I bisected it down to:

35d1ce6bec133679ff16325d335217f108b84871 ("perf/x86/intel/ds: Fix
x86_pmu_stop warning for large PEBS")

Which looks to be storing an awful lot on the stack:

static void __intel_pmu_pebs_event(struct perf_event *event,
				   struct pt_regs *iregs,
				   void *base, void *top,
				   int bit, int count,
				   void (*setup_sample)(struct perf_event *,
						struct pt_regs *,
						void *,
						struct perf_sample_data *,
						struct pt_regs *))
{
	struct cpu_hw_events *cpuc = this_cpu_ptr(&cpu_hw_events);
	struct hw_perf_event *hwc = &event->hw;
	struct perf_sample_data data;
	struct x86_perf_regs perf_regs;
	struct pt_regs *regs = &perf_regs.regs;
	void *at = get_next_pebs_record_by_bit(base, top, bit);
	struct pt_regs dummy_iregs;

Reverting this patch from 5.10-rc1 makes makes the crash go away.

-- Steve

PS. here's the patch to fix nmi function tracing:

From c1c8a30be7c138a5c3519c12c8ef3b80288d5514 Mon Sep 17 00:00:00 2001
From: "Steven Rostedt (VMware)" <rostedt@goodmis.org>
Date: Thu, 29 Oct 2020 17:31:45 -0400
Subject: [PATCH] ftrace: Fix recursion check for NMI test

The code that checks recursion will work to only do the recursion check once
if there's nested checks. The top one will do the check, the other nested
checks will see recursion was already checked and return zero for its "bit".
On the return side, nothing will be done if the "bit" is zero.

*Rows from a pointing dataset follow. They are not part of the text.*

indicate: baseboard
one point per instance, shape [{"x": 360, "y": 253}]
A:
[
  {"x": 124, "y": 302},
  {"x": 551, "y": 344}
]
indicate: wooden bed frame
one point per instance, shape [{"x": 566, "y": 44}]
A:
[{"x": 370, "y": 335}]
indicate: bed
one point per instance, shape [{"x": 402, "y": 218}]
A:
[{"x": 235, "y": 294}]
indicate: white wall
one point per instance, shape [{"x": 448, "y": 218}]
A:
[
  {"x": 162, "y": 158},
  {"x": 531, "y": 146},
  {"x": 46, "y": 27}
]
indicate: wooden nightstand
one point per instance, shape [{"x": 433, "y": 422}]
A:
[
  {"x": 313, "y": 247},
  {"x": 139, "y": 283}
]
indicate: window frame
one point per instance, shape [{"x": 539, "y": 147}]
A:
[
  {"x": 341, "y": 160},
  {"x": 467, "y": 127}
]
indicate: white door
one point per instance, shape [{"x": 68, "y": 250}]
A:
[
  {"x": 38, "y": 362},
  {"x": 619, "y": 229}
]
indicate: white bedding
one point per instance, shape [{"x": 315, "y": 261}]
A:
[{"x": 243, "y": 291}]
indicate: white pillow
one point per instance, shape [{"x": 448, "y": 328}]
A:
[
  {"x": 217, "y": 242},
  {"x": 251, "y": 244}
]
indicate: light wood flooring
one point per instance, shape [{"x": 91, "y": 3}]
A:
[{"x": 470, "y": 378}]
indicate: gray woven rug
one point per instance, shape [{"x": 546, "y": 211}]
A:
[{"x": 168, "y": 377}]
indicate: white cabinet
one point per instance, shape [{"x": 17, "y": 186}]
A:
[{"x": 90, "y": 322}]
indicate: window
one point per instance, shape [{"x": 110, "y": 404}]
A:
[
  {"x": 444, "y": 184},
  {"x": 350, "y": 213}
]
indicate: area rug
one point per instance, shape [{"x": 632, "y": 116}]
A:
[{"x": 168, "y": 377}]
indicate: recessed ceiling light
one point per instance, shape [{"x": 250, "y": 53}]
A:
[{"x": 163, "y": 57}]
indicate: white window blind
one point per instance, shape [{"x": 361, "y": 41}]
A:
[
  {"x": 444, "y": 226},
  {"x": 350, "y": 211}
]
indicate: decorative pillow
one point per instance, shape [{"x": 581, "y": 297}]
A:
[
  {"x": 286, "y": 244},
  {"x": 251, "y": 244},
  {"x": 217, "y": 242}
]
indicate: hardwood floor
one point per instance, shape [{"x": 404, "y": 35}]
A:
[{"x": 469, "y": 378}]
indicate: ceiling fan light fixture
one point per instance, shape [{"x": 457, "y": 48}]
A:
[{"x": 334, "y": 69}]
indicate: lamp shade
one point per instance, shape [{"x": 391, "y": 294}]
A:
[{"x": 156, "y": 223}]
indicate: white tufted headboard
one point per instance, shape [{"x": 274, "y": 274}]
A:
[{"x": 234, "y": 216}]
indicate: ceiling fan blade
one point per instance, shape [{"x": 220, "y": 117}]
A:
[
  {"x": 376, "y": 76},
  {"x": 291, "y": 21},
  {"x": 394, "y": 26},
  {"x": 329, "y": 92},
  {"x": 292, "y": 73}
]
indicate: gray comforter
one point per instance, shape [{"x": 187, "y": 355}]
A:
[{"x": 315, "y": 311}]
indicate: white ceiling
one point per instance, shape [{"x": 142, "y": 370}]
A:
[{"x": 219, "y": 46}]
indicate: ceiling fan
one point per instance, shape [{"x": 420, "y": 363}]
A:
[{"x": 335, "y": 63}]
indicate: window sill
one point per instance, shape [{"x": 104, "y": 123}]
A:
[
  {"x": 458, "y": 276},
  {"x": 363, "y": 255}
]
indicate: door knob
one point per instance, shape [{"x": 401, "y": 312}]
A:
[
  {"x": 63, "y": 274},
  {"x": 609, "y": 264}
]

The problem is that zero is returned for the "good" bit when in NMI context.
This will set the bit for NMIs making it look like *all* NMI tracing is
recursing, and prevent tracing of anything in NMI context!

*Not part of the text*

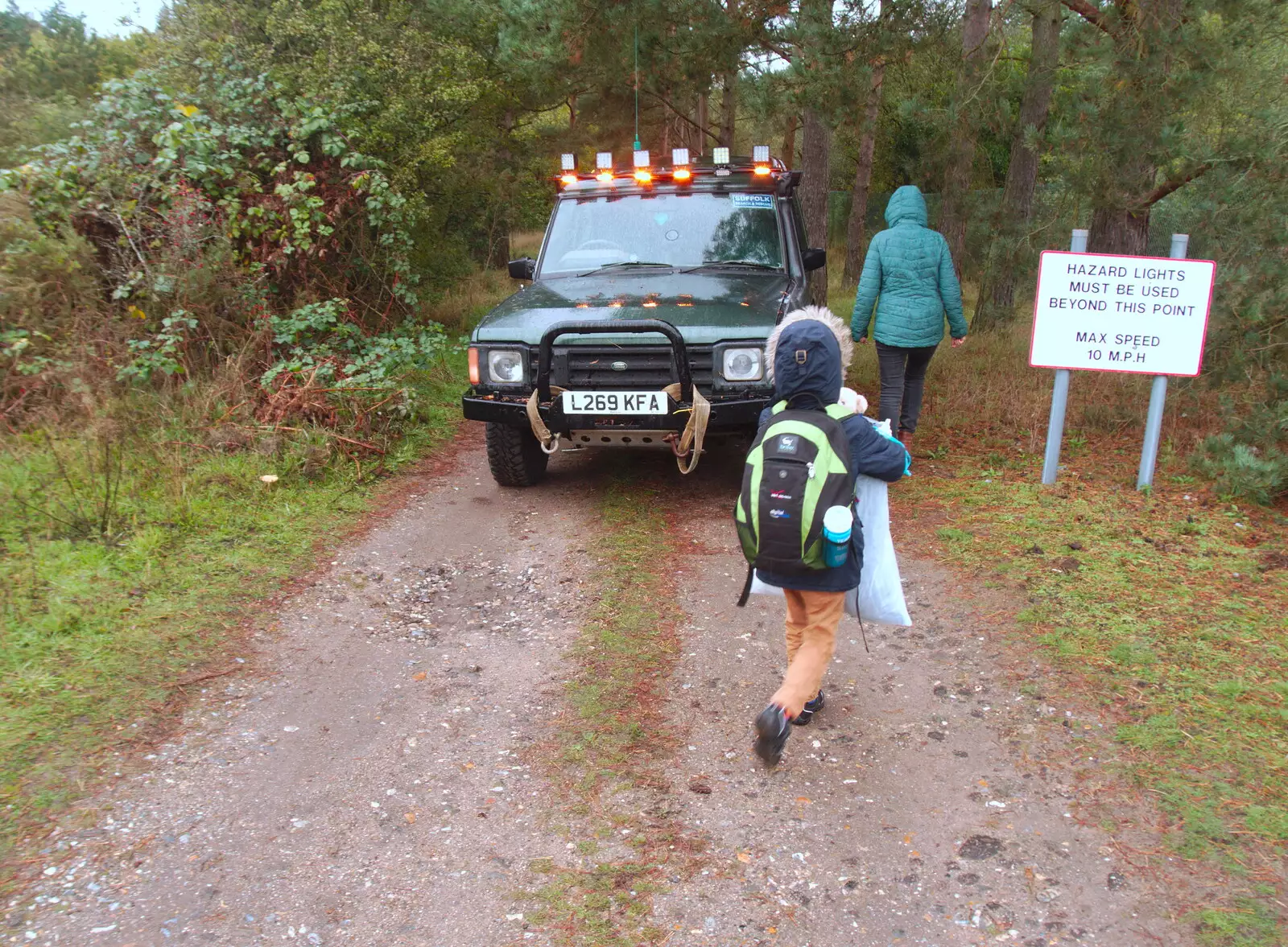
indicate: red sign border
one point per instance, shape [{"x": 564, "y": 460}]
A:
[{"x": 1208, "y": 315}]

The simple fix is to return "bit + 1" and subtract that bit on the end to
get the real bit.

Cc: stable@vger.kernel.org
Fixes: edc15cafcbfa3 ("tracing: Avoid unnecessary multiple recursion checks")
Signed-off-by: Steven Rostedt (VMware) <rostedt@goodmis.org>
---
 kernel/trace/trace.h | 3 ++-
 1 file changed, 2 insertions(+), 1 deletion(-)

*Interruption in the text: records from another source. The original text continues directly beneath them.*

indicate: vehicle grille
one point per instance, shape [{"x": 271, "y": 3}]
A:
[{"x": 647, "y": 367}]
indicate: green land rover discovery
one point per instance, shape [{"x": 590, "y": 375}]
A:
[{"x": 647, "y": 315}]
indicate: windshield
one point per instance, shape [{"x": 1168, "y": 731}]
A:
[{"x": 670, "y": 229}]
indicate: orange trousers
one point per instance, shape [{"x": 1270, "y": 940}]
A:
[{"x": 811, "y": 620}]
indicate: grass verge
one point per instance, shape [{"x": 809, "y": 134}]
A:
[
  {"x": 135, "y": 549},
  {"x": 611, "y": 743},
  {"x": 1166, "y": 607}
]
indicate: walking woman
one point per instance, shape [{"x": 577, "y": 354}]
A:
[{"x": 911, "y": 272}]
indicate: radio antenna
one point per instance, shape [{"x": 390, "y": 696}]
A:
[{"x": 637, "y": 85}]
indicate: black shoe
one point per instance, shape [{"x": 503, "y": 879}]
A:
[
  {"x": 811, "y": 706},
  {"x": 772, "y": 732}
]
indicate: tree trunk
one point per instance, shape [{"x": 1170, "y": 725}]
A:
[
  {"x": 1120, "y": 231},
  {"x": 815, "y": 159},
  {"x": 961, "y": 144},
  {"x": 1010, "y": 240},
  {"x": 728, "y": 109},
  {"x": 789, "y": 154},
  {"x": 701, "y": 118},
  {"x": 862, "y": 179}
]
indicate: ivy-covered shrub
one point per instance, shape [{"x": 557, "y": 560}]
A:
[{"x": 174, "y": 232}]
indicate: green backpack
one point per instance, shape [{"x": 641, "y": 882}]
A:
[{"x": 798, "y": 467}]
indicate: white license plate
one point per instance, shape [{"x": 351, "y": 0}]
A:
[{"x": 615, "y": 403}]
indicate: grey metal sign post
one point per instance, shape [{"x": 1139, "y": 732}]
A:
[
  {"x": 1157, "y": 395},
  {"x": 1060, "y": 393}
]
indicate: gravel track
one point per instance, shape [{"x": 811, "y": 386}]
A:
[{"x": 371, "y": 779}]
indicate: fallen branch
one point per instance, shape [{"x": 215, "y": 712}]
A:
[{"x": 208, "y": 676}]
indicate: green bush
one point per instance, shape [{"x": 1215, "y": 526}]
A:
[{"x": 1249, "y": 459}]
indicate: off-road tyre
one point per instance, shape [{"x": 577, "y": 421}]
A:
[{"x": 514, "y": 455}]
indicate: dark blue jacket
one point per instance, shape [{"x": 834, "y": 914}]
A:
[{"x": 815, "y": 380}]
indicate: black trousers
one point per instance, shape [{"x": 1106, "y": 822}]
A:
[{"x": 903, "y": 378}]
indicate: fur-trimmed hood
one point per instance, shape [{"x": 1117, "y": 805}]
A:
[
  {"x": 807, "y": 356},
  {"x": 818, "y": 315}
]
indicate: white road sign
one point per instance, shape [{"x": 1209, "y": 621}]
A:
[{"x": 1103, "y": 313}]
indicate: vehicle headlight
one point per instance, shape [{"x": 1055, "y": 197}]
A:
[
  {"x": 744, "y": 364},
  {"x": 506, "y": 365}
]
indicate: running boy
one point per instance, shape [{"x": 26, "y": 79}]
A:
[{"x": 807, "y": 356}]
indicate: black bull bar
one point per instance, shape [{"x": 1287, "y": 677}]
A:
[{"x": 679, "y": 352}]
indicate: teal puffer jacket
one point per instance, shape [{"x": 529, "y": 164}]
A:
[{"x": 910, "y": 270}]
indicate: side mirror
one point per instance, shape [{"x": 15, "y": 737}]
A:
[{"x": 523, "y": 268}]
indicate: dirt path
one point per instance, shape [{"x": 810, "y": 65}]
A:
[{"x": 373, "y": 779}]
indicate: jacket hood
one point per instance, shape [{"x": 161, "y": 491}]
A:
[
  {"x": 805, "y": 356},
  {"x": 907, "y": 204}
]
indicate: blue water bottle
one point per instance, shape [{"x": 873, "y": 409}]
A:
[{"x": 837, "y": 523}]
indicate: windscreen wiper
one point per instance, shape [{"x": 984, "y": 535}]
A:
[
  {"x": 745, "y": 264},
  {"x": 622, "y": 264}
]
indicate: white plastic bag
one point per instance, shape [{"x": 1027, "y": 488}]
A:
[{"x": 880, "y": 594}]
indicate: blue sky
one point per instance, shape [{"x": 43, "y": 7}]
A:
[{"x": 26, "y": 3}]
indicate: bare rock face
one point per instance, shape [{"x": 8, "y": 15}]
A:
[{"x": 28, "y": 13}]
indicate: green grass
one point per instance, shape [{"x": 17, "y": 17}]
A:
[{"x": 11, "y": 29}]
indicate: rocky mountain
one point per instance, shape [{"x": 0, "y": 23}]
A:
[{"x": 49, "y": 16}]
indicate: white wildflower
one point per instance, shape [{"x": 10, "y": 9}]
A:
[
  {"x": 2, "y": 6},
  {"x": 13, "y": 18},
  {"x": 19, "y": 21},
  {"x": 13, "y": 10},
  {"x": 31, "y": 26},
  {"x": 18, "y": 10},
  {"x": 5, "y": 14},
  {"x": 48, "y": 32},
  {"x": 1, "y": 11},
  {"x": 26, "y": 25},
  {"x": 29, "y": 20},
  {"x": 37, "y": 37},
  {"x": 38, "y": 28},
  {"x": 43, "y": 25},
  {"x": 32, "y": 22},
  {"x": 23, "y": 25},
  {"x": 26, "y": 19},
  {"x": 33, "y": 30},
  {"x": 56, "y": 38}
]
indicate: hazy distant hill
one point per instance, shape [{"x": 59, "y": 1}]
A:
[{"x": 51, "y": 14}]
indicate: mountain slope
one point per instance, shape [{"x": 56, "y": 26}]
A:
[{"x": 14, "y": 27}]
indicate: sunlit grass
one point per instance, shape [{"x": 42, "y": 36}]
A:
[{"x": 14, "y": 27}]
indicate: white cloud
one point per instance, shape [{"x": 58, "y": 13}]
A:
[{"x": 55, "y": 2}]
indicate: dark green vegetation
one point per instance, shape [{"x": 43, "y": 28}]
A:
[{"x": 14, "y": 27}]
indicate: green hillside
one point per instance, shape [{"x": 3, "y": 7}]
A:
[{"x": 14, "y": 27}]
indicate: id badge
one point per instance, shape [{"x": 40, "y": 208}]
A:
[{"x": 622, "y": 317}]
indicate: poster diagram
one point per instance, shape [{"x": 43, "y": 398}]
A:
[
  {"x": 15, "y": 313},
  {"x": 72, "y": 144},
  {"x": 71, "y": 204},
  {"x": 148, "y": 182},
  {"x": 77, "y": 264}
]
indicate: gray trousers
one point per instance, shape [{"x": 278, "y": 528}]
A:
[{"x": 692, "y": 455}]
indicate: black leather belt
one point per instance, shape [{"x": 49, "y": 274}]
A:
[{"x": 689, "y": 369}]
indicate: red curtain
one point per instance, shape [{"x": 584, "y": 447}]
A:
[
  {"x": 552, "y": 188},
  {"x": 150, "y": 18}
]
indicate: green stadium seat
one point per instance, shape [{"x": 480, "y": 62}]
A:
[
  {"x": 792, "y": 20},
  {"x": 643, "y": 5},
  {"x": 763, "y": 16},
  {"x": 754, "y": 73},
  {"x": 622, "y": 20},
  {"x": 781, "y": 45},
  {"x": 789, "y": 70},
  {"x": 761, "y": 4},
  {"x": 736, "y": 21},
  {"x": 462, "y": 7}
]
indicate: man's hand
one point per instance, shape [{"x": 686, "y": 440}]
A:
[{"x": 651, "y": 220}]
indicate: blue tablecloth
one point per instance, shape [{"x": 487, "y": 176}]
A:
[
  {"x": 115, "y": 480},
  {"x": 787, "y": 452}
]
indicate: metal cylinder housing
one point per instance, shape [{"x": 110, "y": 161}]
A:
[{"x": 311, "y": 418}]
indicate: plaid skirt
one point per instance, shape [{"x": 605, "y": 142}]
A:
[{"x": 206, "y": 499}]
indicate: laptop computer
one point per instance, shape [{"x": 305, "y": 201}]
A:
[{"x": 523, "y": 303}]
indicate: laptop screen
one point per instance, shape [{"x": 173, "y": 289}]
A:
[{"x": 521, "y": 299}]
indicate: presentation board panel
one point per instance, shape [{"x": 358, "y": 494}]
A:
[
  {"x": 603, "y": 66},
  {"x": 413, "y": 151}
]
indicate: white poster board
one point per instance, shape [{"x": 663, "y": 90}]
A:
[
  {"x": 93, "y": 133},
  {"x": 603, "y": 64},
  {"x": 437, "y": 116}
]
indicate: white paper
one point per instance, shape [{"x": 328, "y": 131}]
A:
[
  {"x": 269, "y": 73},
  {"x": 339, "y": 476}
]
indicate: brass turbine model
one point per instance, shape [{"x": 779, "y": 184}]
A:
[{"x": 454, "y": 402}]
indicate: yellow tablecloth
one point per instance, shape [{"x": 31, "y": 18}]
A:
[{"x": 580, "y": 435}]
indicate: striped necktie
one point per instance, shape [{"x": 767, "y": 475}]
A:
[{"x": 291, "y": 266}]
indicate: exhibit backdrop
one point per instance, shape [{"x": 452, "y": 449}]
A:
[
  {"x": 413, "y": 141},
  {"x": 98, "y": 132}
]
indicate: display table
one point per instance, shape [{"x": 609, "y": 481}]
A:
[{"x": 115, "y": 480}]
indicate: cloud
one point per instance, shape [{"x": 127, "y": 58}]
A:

diff --git a/kernel/trace/trace.h b/kernel/trace/trace.h
index f3f5e77123ad..fee535a89560 100644
--- a/kernel/trace/trace.h
+++ b/kernel/trace/trace.h
@@ -698,7 +698,7 @@ static __always_inline int trace_test_and_set_recursion(int start, int max)
 	current->trace_recursion = val;
 	barrier();
 
-	return bit;
+	return bit + 1;
 }
 
 static __always_inline void trace_clear_recursion(int bit)
@@ -708,6 +708,7 @@ static __always_inline void trace_clear_recursion(int bit)
 	if (!bit)
 		return;
 
+	bit--;
 	bit = 1 << bit;
 	val &= ~bit;
 
-- 
2.25.4